According to Bruce Lefkowitz, owner and head pharmacist at Harrold's,
Dunbar's experience is common. Many children resist taking their medicine
and many elderly are unable, so he has found a local market for
hand-processing mass-produced drugs into creams, liquids or capsules in a
wide variety of flavors.
Such procedures, called compounding, are about more than pleasing a
patient, Lefkowitz said. When drugs come in forms that people refuse to
take, it complicates treatment.
"A lot of kids and adults, too, in nursing homes, will 'cheek' their pills
- put them in the pouch of their cheek where you'd chew tobacco," he said.
"It looks as if the pill's taken, but it isn't."
In extreme cases, caregivers can go through a variety of treatment
possibilities without realizing that the patient hasn't actually tried any
of them. Lefkowitz said that he knew of a situation in which the parents
of a child diagnosed with attention deficit disorder were nearly at their
wits' end.
"They were trying everything, different therapies, different
prescriptions. Then one day the mom found a pile of pills behind the
couch," he said.
After that, they decided to try compounded drugs for their son.
"So they went right back to the beginning and tried the first drug again.
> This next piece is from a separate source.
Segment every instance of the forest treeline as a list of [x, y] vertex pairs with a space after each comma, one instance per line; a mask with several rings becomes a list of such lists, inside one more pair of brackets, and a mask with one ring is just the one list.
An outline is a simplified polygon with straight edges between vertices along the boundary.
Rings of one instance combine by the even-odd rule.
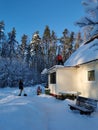
[[36, 31], [29, 37], [23, 34], [21, 42], [16, 39], [16, 29], [5, 34], [4, 21], [0, 21], [0, 87], [17, 86], [18, 80], [25, 84], [44, 82], [43, 69], [56, 65], [56, 56], [60, 53], [65, 62], [83, 41], [81, 33], [77, 35], [64, 29], [62, 37], [46, 26], [43, 36]]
We made it into a bubble-gum Adderall suspension. After three days, the
child did a 180-degree turnaround," Lefkowitz said. "The mother came in
and gave me a big hug."
Dunbar tells a similar story. She said that her son is particular about
what he will eat and drink, and that before she and her husband tried the
compounded drugs they had to work as a team to trick him into taking the
bitter-tasting Adderall.
"One of us would have to sneak his medicine into his white grape juice or
water, and the other would try to distract him," she said. "Now he sees us
putting the medicine into his drink, but he doesn't care because he knows
it won't change the taste."
Georgia Liberatori, assistant administrator and director of hospice for
Northeast Health and Hospice Care in Pittston, said she confronts some of
the same challenges with the patients in hospice care, many of whom have
difficulty swallowing.
"(Compounding is) the best kept secret," she said. "We use it all the
time."
Liberatori gave an example of how compounding can comfort people who are
already suffering.
"We just had a patient who had to take three large capsules a night along
with another medicine," she said. Harrold's was able to combine them all
into a single suppository. "It saves us from having to use more invasive
procedures, like injection, which can be very painful," she said.
Jim Gaudino, owner and chief pharmacist of Cook's Pharmacy in Kingston,
said that compounding drugs is one way a local pharmacy can provide extra
service. He said that he and his staff do not flavor oral medications.
They mix creams for topical application or suppositories, which often work
well with progesterone therapy for women trying to conceive.
Gaudino said that his customers seem appreciative of the specialized
service. "A lot of them tell us they've gone to five pharmacies and no one
could do it," he said. "They're glad we do it and they come back."
Lefkowitz said that he sees his work with compounding drugs as a return to
the old days of being a pharmacist.
"My grandfather in the 1940s was compounding because there weren't
commercially available products," he said. Then, during his father's
career, drug companies began to mass-produce medications, and pharmacists'
jobs shifted more to dispensing drugs and information about drugs.
"Now it's come full circle. We're compounding for special needs," he said.